Siega Verde

Siega Verde is a reference prehistoric rock carvings along the Rio Agueda in the west of Spain. The recognition as a UNESCO World Cultural Heritage took place in 2010 during an expansion of the 1998 is protected and is approximately 80 kilometers in a straight line ( = approx 100 km ride ) located north-west, world heritage site of Vale do Côa, Portugal.

Location

The site is located about two kilometers west of the village Castillejo de Martín Viejo, so therefore, about 15 kilometers northwest of the town of Ciudad Rodrigo in the province of Salamanca.

Discovery history

The drawings were the population of the area has long been known, but they arrived only in 1988 by a research journey of two archaeologists from the University of Salamanca, Manuel Santoja and Rosario Pérez, the focus of research and thus a wider public.

Petroglyphs

In total, over 500 engravings were discovered at 94 sites, of which only a few come close in their precision and expressiveness to the cave paintings of Altamira or Lascaux along an approximately three kilometers long river section. Shown are mainly horses, bulls, deer and goats.
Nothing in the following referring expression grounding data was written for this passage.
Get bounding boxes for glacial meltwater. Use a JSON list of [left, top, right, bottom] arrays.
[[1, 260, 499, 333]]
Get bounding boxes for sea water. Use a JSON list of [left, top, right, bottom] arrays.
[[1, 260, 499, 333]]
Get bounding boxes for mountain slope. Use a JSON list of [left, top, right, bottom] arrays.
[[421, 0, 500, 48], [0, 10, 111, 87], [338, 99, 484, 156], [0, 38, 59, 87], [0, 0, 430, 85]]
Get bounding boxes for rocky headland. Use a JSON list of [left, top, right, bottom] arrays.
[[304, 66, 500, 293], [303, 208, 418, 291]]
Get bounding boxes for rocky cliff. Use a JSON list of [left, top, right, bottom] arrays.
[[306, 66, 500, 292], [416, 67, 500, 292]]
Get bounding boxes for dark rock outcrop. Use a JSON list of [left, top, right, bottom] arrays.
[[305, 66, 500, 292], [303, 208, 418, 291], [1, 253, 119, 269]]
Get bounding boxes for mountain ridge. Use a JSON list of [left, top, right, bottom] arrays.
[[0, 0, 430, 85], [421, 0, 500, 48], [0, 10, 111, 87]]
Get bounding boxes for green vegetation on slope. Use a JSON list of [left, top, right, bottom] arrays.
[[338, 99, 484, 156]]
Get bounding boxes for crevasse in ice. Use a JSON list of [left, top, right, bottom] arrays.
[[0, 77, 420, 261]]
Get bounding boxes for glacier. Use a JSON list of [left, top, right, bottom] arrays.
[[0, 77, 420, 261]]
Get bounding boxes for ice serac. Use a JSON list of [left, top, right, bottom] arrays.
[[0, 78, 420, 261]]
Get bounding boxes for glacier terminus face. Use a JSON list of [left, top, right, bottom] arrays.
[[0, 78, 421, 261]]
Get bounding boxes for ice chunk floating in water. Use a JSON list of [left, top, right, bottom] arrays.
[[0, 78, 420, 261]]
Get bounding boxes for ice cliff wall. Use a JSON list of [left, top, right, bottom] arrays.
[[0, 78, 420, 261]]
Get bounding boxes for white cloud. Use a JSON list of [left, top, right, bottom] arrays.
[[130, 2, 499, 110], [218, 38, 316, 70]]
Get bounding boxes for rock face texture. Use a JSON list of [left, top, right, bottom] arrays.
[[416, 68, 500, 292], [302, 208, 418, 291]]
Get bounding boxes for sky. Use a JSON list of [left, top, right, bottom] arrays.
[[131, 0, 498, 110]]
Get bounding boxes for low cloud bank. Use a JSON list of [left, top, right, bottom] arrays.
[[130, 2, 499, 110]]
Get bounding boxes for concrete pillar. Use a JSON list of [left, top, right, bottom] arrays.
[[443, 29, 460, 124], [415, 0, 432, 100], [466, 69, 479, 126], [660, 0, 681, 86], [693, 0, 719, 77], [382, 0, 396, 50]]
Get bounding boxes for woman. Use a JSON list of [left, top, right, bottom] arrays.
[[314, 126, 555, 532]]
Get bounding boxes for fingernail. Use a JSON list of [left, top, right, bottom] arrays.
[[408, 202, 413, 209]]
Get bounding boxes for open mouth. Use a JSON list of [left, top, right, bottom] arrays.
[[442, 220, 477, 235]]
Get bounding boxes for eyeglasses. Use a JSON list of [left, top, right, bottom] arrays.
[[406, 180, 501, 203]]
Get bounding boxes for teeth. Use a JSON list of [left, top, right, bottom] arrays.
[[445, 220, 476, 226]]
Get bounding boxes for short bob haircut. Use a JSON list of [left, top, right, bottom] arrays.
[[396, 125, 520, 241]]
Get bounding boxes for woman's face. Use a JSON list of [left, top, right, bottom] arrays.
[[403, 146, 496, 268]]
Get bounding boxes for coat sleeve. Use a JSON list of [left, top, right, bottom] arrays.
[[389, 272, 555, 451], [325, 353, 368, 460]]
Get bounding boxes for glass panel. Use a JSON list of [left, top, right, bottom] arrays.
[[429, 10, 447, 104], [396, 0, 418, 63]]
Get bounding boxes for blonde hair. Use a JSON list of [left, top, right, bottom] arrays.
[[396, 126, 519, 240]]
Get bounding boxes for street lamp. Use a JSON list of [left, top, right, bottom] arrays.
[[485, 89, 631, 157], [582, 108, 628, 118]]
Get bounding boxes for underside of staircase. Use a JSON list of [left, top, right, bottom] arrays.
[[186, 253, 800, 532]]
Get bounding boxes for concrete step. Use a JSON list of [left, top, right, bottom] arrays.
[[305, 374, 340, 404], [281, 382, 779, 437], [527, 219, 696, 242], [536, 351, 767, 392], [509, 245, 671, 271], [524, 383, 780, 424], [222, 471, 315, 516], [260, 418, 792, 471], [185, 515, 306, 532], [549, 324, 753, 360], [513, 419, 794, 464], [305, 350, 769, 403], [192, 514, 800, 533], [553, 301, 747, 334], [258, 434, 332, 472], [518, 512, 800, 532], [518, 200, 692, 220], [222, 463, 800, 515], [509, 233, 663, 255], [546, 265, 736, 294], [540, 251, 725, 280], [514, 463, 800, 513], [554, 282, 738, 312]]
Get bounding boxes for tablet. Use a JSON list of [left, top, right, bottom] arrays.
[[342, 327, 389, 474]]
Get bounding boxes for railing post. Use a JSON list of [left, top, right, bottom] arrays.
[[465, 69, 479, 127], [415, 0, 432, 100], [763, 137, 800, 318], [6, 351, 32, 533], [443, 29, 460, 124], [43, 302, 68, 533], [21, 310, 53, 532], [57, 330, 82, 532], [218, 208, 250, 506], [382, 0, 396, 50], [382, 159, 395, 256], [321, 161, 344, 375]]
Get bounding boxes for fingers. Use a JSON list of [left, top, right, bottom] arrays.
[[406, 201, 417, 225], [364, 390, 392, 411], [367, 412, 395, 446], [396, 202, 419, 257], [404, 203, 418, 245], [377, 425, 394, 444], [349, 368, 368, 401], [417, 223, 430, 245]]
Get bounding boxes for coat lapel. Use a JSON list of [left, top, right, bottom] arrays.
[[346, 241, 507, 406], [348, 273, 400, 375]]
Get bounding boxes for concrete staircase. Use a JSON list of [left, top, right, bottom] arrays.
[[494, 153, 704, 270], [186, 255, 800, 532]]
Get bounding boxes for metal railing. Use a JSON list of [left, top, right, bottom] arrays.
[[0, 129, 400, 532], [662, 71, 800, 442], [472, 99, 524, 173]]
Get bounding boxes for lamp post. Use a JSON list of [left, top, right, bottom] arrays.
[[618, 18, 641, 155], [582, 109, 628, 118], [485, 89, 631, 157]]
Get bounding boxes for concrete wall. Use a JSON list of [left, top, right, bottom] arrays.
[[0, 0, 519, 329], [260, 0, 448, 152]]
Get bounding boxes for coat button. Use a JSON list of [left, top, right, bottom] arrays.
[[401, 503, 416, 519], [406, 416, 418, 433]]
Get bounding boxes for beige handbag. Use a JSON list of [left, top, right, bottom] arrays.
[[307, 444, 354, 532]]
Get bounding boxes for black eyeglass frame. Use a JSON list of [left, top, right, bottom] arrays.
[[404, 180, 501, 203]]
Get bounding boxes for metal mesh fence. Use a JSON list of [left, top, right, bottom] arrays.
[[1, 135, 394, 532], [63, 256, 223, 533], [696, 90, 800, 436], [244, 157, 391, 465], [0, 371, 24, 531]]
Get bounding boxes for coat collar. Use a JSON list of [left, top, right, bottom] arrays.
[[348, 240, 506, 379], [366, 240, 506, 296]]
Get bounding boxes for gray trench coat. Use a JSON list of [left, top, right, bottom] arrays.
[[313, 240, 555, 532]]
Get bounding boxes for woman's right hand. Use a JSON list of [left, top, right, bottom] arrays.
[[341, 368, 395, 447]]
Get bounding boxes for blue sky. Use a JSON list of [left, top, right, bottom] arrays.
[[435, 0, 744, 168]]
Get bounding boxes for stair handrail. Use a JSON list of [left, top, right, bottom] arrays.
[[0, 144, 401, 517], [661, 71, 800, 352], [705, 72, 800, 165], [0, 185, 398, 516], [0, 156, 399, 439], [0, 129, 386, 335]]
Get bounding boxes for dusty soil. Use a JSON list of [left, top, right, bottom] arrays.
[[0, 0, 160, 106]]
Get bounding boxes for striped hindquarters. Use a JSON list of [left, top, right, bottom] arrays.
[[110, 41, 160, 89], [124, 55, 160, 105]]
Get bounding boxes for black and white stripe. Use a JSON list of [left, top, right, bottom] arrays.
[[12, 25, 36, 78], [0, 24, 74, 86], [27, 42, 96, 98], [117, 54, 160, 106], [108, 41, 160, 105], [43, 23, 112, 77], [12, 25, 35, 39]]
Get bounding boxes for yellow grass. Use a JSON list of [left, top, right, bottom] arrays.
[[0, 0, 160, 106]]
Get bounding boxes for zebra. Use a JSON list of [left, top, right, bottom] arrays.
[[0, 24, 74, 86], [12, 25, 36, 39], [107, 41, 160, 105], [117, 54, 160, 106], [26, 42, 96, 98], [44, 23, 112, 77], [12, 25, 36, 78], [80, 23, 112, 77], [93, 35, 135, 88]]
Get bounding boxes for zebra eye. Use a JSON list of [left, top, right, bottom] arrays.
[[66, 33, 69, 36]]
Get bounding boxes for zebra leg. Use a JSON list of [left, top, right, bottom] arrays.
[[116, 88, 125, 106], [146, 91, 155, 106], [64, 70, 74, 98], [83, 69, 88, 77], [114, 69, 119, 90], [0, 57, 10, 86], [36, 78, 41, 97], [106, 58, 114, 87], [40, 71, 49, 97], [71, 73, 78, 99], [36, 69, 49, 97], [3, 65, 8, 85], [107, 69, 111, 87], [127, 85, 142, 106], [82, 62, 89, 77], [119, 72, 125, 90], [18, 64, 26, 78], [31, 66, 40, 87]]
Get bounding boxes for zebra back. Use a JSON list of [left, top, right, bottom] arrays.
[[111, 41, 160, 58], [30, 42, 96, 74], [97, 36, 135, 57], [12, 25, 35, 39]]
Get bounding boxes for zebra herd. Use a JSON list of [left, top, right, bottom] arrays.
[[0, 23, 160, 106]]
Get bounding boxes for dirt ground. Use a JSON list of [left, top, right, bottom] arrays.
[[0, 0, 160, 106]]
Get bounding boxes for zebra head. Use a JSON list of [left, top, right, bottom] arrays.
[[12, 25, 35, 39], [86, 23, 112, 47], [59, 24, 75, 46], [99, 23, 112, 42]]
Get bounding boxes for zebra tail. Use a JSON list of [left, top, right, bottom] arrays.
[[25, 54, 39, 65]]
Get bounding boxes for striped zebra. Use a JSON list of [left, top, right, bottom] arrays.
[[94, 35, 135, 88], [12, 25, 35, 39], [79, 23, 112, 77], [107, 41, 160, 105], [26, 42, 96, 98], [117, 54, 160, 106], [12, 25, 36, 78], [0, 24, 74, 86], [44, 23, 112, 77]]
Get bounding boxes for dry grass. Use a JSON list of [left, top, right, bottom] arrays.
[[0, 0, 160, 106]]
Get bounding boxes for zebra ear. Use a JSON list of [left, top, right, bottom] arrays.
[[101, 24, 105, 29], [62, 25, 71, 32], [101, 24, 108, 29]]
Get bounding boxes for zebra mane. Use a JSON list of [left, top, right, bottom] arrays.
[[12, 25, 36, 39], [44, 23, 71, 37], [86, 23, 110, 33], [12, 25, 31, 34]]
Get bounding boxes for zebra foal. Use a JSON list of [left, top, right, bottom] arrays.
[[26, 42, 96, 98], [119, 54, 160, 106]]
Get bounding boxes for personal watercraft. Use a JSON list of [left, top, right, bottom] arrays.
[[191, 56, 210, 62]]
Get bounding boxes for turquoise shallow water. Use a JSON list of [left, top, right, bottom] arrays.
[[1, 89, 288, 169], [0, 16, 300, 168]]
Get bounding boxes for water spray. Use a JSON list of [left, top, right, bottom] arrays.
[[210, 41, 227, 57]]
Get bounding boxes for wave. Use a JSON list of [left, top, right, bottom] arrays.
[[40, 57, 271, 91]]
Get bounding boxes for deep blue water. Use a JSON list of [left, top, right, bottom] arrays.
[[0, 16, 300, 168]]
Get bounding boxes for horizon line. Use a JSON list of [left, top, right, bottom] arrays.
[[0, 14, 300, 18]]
Also a drawing of a wool rhino believed to be able to identify. The processing of the stone was performed by scratching and banging with others, usually harder stones, but only the outline of the animals are shown - remain the areas of the body itself, as in petroglyphs usual, unprocessed.

Dating

The age of the drawings is estimated at 13000-20000 years, and attributed to the Palaeolithic culture stages of the Gravettian and Magdalenian.

Importance

Together with the roughly contemporary rock carvings in the Parque Archaeological do Vale do Côa in today's Portugal, they form the most important complex of petroglyphs on the Iberian Peninsula.